If it looks like the diagnosis is going to take a while, make it clear that you’ll charge your hourly rate for the time spent looking for the problem. If there is a limit on how much the customer is willing to spend, find out up front. If it looks like you’re going to hit that limit without finding the problem, let them know. Even if they don’t realize it, customers probably have an expectation in their mind of what they’re going to end up spending. If you tell them a number up front that is higher then they expected, it isn’t the end of the world. They’ll either adjust expectations and move forward, or you can shake hands and walk away with no hard feelings. The worst thing you can do is give them an invoice after the fact for more than they expected to spend. You will not receive any future business or positive word of mouth from them.

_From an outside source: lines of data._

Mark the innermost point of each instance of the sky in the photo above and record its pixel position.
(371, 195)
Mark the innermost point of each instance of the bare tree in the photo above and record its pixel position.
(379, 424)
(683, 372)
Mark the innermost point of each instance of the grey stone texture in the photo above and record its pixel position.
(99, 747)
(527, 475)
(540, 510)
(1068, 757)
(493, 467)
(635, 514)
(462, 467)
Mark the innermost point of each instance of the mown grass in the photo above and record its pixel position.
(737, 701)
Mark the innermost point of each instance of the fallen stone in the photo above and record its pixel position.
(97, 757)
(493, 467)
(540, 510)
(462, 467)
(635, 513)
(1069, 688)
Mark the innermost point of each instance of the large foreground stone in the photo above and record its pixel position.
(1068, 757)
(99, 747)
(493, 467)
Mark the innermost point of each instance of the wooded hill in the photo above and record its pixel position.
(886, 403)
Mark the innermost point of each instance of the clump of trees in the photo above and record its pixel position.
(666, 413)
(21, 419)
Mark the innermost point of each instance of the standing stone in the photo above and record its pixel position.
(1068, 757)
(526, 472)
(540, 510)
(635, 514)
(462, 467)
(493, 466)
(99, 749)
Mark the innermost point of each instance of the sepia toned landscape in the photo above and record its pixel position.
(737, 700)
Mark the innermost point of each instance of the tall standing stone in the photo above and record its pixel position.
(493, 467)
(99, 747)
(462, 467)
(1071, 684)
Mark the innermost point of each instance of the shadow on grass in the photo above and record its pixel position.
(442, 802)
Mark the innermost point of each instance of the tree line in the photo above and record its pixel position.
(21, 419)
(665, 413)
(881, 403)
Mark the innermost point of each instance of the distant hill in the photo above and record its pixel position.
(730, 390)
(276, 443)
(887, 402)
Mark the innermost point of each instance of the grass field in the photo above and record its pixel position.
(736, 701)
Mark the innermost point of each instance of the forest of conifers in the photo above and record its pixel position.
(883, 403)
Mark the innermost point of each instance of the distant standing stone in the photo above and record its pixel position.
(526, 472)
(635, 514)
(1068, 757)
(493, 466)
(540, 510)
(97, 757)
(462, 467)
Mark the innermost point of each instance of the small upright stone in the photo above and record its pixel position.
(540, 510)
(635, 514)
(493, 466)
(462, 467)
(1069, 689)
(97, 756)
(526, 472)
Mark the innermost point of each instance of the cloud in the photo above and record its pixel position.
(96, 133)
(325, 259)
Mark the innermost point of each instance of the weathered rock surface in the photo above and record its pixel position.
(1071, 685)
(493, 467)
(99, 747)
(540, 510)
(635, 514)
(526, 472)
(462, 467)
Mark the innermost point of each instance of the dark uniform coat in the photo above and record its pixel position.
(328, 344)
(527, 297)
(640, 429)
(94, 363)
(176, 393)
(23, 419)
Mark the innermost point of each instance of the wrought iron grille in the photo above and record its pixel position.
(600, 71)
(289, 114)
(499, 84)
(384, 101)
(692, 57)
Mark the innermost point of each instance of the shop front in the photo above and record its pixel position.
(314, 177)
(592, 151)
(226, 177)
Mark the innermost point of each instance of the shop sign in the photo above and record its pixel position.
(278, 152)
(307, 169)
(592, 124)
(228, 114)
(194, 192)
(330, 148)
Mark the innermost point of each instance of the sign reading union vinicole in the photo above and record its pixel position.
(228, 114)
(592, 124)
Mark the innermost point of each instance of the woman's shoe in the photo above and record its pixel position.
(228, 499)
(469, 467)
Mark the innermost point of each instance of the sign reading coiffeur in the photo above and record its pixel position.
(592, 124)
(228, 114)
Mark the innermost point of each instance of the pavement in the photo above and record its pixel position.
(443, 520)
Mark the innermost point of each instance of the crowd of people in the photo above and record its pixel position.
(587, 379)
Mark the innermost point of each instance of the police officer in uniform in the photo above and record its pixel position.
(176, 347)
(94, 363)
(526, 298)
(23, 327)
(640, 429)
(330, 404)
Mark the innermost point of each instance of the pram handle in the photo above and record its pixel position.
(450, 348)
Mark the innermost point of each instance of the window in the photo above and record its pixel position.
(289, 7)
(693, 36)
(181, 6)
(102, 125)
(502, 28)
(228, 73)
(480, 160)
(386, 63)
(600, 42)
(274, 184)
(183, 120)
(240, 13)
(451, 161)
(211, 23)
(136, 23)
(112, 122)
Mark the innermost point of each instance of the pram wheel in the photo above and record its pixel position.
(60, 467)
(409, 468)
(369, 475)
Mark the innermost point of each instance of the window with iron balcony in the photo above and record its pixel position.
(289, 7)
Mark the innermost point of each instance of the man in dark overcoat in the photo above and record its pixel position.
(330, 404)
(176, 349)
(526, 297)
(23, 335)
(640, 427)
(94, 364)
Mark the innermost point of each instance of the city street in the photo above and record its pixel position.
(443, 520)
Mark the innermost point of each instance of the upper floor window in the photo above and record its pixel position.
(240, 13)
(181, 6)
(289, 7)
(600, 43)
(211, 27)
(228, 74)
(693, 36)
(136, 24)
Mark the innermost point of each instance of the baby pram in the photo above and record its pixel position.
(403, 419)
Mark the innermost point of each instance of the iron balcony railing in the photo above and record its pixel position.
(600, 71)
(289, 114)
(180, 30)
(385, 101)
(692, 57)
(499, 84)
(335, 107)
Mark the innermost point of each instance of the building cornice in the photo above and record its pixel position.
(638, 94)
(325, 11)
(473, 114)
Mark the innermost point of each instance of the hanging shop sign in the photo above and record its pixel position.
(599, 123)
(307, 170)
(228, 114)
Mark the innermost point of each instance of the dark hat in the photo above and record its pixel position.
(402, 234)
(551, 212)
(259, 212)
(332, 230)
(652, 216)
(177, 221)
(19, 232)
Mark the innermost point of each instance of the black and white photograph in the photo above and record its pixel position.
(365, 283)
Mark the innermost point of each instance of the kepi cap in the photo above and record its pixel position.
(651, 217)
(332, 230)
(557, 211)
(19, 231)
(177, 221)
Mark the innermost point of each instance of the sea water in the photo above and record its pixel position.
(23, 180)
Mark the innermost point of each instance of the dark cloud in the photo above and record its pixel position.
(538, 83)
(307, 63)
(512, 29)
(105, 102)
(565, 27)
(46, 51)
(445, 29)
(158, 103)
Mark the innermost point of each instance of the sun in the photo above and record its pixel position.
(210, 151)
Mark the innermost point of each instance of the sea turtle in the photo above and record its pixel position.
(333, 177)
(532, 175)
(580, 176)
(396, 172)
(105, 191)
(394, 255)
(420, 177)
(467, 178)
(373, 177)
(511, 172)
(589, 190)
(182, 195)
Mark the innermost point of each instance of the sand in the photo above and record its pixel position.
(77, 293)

Since you’re trying to build a relationship, you may be tempted to give away a small trivial fix for free. Don’t. An important part of this business relationship is the understanding that your time has value. Treat everything about the transaction the same way you would for a large project. A few months down the road when more work comes your way, you’ve trained your customer on how to interact with you and what to expect. That familiarity is the whole benefit of working with a customer when they are small. Don’t muddy it by using a different process depending on the size of the project.